Eppure, non v’è nella scultura di Guillaume solo un giovane corpo anatomicamente perfetto, pienamente rispondente alle esigenze di un canone neoclassico; bensì – ed è qui tutta la genialità di Guillaume – uno sguardo, vero fulcro dell’intera opera.
Uno sguardo meditabondo, pensoso. Forse immerso in una malcelata agonia; forse sopraffatto dal rimorso. Dal senso di colpa. Dalla vergogna. O che tema, piuttosto, per la sua imminente punizione?
Uno sguardo che emerge allora quasi come sconcertante, dolorosa rivelazione: di quasi un’ultima, inascoltata preghiera; e d’un atto di pentimento insieme.
Uno sguardo da cui trasuda, nella sua divina avvolgenza, un caleidoscopio di ossimor iche, contrastanti emozioni.
Uno sguardo torbido, come pozza palustre, tal da trattenere negli occhi ancora il riverbero d’una antica speranza; delle bianche ali d’un tempo; e l’eco della fulva chioma, quale foglia autunnale ormai caduta.
Uno sguardo che tradisce forse rabbia, forse desiderio di rivalsa. Forse amarezza, forse delusione. Forse rimpianto per un mancato perdono. Disincanto, frustrazione. Colpa. Solitudine.
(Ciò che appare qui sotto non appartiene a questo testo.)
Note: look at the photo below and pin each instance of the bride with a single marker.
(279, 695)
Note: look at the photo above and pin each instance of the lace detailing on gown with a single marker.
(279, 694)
Guillaume si dichiara apertamente lontano dal Naturalismo; e pur tuttavia, siffatto sguardo, colmo d’emotività e di tragicità, è quanto di forse più vicino al Naturalismo possa esistere.
Perché v’è qualcosa di umano, profondamente umano, tragicamente umano, in tale sguardo.
Perché lo sguardo del reietto Lucifero è al tempo stesso specchio e sguardo di ciascuno di noi.
Perché in ciascuno di noi alberga il tormento d’un angelo caduto; la nostalgia ineffabile di un eremo lontano, di un’isola che non c’è; di qualcosa che pur sentiamo dolorosamente appartenerci e, al contempo, sfuggirci.
Uno sguardo, ordunque, che potrebbe nondimeno benissimo essere quello di Adamo: creatura anch’essa ribelle al suo Creatore, e da questi parimenti ripudiata, precipitata. Bandita dall’Eden paradisiaco.
E Lucifero, archetipo di tutti gli angeli, “modello di perfezione, pieno di sapienza”, stigmatizzato come Lilith, per il suo desiderio di conoscenza, d’indipendenza; per la sua tracotanza; per la sua aspirazione non lecita, non legittima a rendersi uguale al Padre Celeste, assurge allora quasi a simbolo universale d’una rivalsa.
Quell’antica rivalsa dell’individualità personale verso l’autorità genitoriale. Verso l’insegnamento sospinto e calato dall’alto.